Speed and memory benchmarks. One lane of an Illumina NovaSeq run was analyzed. The two letter codes describe the output layout: S for split and I for interleaved, first for library and second for segment. A Pheniqs with PAMLD generated interleaved BAM output in 3:10 h. CRAM is much more complex than BAM and employs several compression algorithms that are more aggressive than gzip to produce smaller files, so writing CRAM output took slightly longer as expected. Pheniqs scales almost linearly with the number of available cores and is at least 20 times faster than deML, which took almost 80 h to complete. B Pheniqs memory consumption increases linearly with the number of output files, since each is allocated separate IO buffers, but even with 200 output files and generous buffers Pheniqs still used less than 1 GB of memory

Benchmarking for speed (Fig. 6A) and memory (Fig. 6B) was executed on an Intel Xeon CPU E5-2690 v4 @ 2.60 GHz with 14 cores and 28 threads. Basecalling the lane with bcl2fastq (without demultiplexing) took 47 min and yielded 11,578,868,372 dual-indexed paired-end reads that passed quality filtering. bcl2fastq produces reads with segments split over four gzip compressed FASTQ files that were used as input to Pheniqs. Pheniqs runtime benchmarks show that output format encoding greatly impacts speed. With null output Pheniqs decodes the barcodes and collects statistics (for instance to be used for prior estimation) but does not write any output. The null benchmark completed in less than half the time of all others, demonstrating that writing output files is the rate-limiting factor for performance. Pheniqs performs fastest when producing interleaved BAM output and demultiplexed the NovaSeq run in 3 h and 10 min. Even computing the full posterior probability, Pheniqs scales almost linearly with the number of available cores and is at least 20 times faster than deML, which lacks support for multithreading. deML could only produce FASTQ output with FASTQ input, so we could not test BAM output.

Future work

We can envision a variety of ways to enhance the performance of Pheniqs. Our initial focus will be to facilitate integration into standard analysis workflows. To assist with configuration, we are building a library of barcode configuration templates for common sequencing kits and experimental designs. The Pheniqs website currently includes vignettes for configuring standard Illumina sequencing runs, single-cell RNA sequencing using the Fluidigm platform, and two plate-based split-pooling methods for single-cell RNA-seq: sciRNA-seq [2] and SPLiT-seq [3]. We also plan to add vignettes for other types of single-cell profiling, as well as multimodal profiling, spatial transcriptomics, and other novel sequencing applications as they arise.

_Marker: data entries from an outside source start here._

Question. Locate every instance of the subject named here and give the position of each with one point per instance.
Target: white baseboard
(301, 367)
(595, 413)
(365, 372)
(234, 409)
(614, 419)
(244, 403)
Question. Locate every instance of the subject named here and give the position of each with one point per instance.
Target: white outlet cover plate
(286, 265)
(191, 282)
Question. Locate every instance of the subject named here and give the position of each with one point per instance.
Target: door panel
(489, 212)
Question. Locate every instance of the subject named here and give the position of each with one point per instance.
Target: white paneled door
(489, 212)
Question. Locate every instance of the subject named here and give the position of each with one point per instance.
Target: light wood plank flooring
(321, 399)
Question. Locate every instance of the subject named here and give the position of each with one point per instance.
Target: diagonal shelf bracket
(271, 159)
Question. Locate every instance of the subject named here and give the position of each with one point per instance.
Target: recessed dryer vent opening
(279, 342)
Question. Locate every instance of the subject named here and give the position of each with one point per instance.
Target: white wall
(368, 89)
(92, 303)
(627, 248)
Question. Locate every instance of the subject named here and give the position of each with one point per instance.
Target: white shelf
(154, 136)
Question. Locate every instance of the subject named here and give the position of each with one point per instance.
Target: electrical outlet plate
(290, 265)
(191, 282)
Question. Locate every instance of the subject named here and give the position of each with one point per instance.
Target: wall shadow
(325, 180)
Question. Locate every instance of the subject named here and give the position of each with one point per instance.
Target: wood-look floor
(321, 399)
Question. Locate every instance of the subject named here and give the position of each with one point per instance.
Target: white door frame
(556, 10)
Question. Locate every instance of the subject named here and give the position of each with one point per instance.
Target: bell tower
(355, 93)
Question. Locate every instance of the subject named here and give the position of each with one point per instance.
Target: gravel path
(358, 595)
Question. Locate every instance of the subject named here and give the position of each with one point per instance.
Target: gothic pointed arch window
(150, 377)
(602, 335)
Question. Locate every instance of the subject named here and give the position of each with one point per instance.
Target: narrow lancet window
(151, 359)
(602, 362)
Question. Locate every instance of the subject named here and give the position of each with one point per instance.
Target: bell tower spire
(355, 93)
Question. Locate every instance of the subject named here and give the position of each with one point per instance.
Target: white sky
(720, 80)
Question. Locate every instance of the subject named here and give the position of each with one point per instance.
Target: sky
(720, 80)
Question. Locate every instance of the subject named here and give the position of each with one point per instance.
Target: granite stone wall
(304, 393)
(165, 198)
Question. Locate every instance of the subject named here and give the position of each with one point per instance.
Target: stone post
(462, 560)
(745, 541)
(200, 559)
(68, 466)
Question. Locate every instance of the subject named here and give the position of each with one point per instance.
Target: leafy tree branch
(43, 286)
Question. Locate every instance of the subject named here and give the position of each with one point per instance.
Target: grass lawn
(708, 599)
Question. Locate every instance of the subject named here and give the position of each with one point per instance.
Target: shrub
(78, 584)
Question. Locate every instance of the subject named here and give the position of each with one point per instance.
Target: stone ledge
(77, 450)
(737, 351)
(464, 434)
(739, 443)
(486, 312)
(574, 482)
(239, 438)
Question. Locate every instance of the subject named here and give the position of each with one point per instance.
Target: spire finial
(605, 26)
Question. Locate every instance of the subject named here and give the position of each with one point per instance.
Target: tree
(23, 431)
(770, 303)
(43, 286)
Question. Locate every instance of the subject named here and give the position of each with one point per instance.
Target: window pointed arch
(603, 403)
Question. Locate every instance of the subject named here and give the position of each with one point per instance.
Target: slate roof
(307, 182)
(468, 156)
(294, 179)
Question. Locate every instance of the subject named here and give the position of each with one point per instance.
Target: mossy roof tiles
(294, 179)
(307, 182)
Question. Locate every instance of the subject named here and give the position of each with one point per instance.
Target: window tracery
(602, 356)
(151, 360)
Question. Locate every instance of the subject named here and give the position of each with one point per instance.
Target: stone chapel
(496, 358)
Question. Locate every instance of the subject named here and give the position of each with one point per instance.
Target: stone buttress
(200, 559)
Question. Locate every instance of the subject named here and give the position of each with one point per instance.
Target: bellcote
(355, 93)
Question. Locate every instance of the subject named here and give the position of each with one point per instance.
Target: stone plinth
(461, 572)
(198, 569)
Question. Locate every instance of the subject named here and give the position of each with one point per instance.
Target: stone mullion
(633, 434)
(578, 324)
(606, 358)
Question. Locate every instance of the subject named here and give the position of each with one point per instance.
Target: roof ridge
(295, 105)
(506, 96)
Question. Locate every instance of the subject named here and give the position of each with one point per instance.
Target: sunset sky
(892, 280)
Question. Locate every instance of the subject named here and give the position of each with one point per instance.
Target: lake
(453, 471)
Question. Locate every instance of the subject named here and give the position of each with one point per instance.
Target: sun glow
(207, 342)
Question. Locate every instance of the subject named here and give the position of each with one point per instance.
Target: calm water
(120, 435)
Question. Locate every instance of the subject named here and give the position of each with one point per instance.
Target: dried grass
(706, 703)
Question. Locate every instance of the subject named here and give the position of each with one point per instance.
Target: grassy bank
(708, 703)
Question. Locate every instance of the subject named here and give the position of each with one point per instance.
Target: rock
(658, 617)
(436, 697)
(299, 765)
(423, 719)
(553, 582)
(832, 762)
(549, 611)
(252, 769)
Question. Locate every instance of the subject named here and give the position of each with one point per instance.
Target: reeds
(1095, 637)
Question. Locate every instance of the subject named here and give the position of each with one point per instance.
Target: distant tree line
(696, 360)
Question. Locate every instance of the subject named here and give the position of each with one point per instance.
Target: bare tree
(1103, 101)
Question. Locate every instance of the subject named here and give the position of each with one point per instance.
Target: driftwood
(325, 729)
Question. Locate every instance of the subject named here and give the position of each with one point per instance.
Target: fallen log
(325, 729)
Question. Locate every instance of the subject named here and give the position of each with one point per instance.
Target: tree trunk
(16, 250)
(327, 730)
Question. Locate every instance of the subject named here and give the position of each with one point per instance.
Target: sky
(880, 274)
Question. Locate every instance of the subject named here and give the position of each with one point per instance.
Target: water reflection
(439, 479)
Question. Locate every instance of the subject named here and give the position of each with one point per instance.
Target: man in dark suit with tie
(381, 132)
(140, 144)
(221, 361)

One limitation of Bayesian decoding is that computing the posterior probability requires knowing the list of expected barcodes in advance. To overcome this problem, the same strategy used by Pheniqs to estimate priors for a known set of barcodes could be extended to an unknown set of barcodes. First, a preliminary run configured with a whitelist (e.g. a list of all known cellular barcodes in a single-cell sequencing kit) can be used to estimate the relative abundances of observed barcodes. A shorter list of barcodes can then be extracted from the preliminary run report by placing a threshold on the abundance of observed barcodes, which may then be decoded in a second run using the imputed priors. Providing decoding quality scores for whitelisted cellular barcodes based on the full posterior probability will allow improved estimation of their relative abundance, thus increasing accuracy and sensitivity for single-cell applications. An overall classification quality score combining multiple types of barcodes can then be computed, which will be easy to both report and understand. Since the complexity of computing the posterior is linearly correlated with the size of the barcode set, however, computing priors for a very large whitelist may become impractically slow. To address this, we are considering alternative strategies to reduce the complexity of the problem in such cases.

Another issue that Pheniqs currently does not address is error correction for UMIs (unique molecular identifiers)-barcodes that tag individual molecules in a library, which are used to identify PCR duplicates and to quantify the abundance of distinct molecular species. Since reads classified to a single combination of sample, cellular and molecular barcode are assumed to be a clone of the same biological sequence, the barcodes are not independent, making computing the full posterior probability unfeasible. To incorporate error correction for UMIs, we are looking into heuristic algorithms that rely on established peer-reviewed methods.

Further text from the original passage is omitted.